Although the recorder is an essential instrument in Renaissance and Baroque chamber or ensemble music, as a solo instrument it is very under-represented in mainstream concert halls; recorder recitals are still few and far between. So it was a fresh experience to hear the Swiss recorder virtuoso Maurice Steger, who has been dubbed the “Paganini of the recorder” in some quarters, in recital with French rising star Jean Rondeau on the harpsichord.

Maurice Steger © Marco Borggreve
Maurice Steger
© Marco Borggreve

There is always a relaxed and casual atmosphere at the lunchtime concerts, especially in the auditorium, but on this occasion the two performers on stage also displayed a casual demeanour. Both were dressed very informally and chose an informal presentation of their music, which was not unwelcome. They entered the stage in a nonchalant manner, almost reluctantly acknowledging the audience (especially Rondeau) and just wanting to get on with the music. When they finished playing a piece, they applauded each other before they took their bows.

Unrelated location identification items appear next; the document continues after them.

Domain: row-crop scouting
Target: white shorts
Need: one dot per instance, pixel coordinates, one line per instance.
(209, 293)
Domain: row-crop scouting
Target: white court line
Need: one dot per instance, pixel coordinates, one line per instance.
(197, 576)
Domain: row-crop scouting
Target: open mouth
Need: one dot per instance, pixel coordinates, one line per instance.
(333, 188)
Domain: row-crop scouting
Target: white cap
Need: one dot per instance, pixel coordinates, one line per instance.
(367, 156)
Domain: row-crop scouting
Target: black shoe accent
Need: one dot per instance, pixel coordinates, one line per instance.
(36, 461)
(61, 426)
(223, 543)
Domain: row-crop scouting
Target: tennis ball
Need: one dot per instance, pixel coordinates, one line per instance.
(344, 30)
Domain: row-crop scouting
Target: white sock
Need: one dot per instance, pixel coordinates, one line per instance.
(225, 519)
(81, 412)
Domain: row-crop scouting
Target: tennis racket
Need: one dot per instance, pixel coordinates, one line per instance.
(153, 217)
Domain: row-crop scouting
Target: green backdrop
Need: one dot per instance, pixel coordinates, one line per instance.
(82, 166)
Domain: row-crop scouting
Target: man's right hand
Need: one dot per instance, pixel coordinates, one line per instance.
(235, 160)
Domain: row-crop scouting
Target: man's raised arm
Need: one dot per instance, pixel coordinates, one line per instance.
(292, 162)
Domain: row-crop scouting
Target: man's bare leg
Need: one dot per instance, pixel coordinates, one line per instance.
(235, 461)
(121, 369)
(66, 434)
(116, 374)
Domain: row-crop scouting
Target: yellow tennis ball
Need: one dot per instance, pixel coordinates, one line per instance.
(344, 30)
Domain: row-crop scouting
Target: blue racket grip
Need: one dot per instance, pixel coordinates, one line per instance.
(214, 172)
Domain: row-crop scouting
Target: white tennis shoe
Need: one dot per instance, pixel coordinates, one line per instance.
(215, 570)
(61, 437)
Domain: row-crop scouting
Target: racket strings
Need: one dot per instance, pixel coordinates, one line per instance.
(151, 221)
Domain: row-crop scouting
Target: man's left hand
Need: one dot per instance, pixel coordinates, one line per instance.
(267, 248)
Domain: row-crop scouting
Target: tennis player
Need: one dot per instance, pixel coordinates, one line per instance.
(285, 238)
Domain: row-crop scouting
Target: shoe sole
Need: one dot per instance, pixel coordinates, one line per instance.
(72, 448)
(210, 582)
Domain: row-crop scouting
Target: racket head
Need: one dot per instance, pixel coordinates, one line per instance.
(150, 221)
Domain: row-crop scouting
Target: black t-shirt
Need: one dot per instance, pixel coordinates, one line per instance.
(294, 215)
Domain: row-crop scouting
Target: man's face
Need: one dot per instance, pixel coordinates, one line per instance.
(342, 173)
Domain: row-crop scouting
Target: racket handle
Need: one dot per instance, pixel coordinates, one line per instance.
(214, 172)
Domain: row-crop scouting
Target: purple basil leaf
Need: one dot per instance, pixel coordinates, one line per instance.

Their programme ranged from early to late Baroque Italian composers including Giovanni Battista Fontana, Andrea Falconieri, Pietro Castrucci and Giuseppe Sammartini. Not exactly household names, but collectively they certainly provided the recorder player with a lot of notes! The most outrageously virtuosic passages came in Castrucci’s arrangement of Corelli’s Violin Sonata, Op.5 no. 8, where the added ornamentations in the fast movements were the equivalent to Liszt’s transcriptions of bel canto arias. Steger performed with dazzling agility (not only his fingers but also his rapid articulation), yet without a hint of showing off and with so much of a sense of fun. The technical wizardry in the second movement was such that it brought spontaneous applause, and in the finale he took it so fast that he was really pushed to the limits, adding to the thrill. Sometimes he was not afraid of over-blowing, either.

Steger could dazzle with his virtuosity, but he could equally seduce with his pure, singing tone which carried amazing well in the Wigmore Hall. He opened the concert with Fontana’s Sonata Seconda (published in 1641, originally for violin) on a treble recorder, which began with some beautiful long notes accompanied by arpeggiated chords on the harpsichord. The single-movement sonata moves between slow and fast sections, some in lively dance rhythms, and in the final section the recorder sounded like joyful birdsong.

Steger brought seven different-sized recorders to the stage and in the Falconieri he used different instruments for each piece, from the chirpy descant in Il melo to a tenor in La suave melodia, the most lyrical work in the set. Following a plaintive introduction from the harpsichord, Steger played the suave melody with warmth and lithe phrasing.

Meanwhile, in between the recorder pieces, Rondeau played some solo pieces on the French double-manual harpsichord after Taskin. Bernard Storace’s Ciaccona, based on a familiar ostinato bass, began with a short improvised introduction and he played the variations with increasing flamboyance. His tone is clean and crisp, as demonstrated in the two keyboard sonatas by Domenico Scarlatti as well. In the Sonata in D minor, K 213, he showed his introspective side, whereas he was more assertive and buoyant in the Sonata in D major, K 119, which has a fandango feel, Rondeau deliciously bringing out the striking, dissonant chords. He was thoughtful and inventive in his continuo playing too, and was perhaps most playful in the Giuseppe Sammartini sonata, the right hand mirroring the recorder phrases.

As Steger announced the encore – the cantabile movement from Vivaldi’s concerto “Pastorella” concerto – he commented on the acoustics of Wigmore Hall, saying that it “may be the best acoustic for my instrument”. I think the audience certainly agreed. More recorder recitals in the future, please!